I am computing the inverse of a complex matrix. I execute ZGETRF but U(2,2) = 0. When I compute ZGETRI, the inverse is determined. Can I trust this inverse?

• You can make a check. Is A * inv(A) = 1? If this is not the case (within numerical precision) then your inverse is obviously wrong. – Henri Menke Aug 8 '17 at 21:43
• is U(2,2) exactly 0 or something $\approx u$ – M.K. aka Grisu Aug 9 '17 at 10:50
• I would like to know for every case, without having to multiply the matrices, but I can do that. Thanks! – N Luis Aug 9 '17 at 14:21
• I haven't checked if U(2,2) is actually zero.

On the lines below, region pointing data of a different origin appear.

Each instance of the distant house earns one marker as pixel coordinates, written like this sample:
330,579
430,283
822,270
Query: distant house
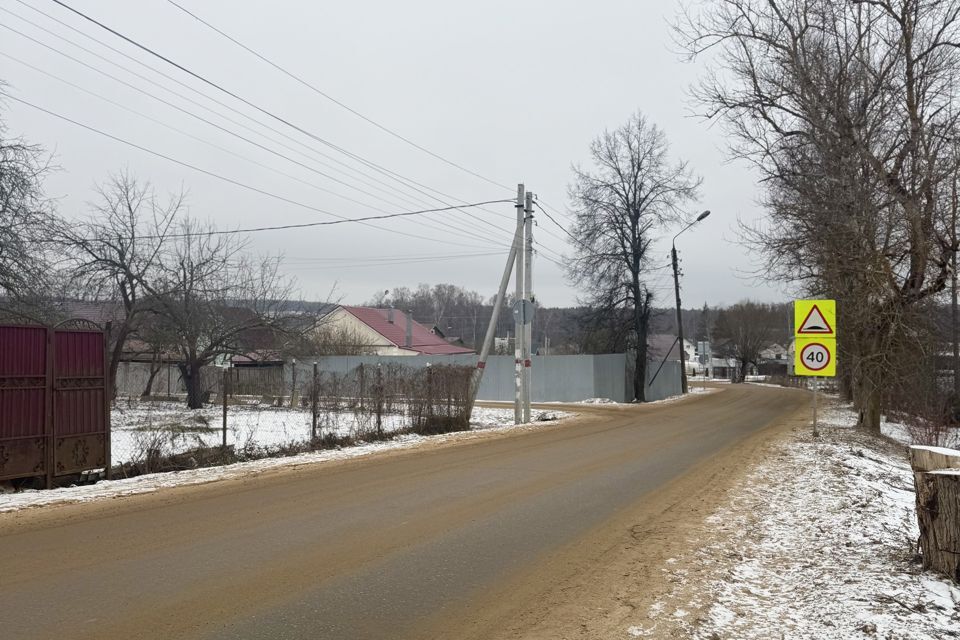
389,332
774,353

But, per definition of ZGETRF, when INFO > 0, U(INFO,INFO) = 0... – N Luis Aug 9 '17 at 14:22
• if $U(2,2) = 0$ (exactly, as a return value INFO=2 would indicate), then the original matrix is singular so ZGETRI should fail (with the same error INFO=2). Not directly related to your original question, but may I ask why you want to compute the explicit inverse of your matrix operator? – GoHokies Aug 9 '17 at 19:06

I have answered a similar question when a failed zgetrf will be followed by a successful zgetrs. In this question, the situation is similar.
To call zgetri, you have to call zgetrf first. Therefore, if zgetrf failed (in a sense that $U_{2,2}=0$) in the first place, there is no point in calling zgetri and hope for a reliable result.
Why zgetri does not result in an explicit error itself is another question, and probably will depend on the particular implementation of LAPACK/BLAS library. But, to sum it up, since you got an error in the first step of your two-step process of obtaining the inverse of the matrix, you certainly cannot trust the obtained inverse.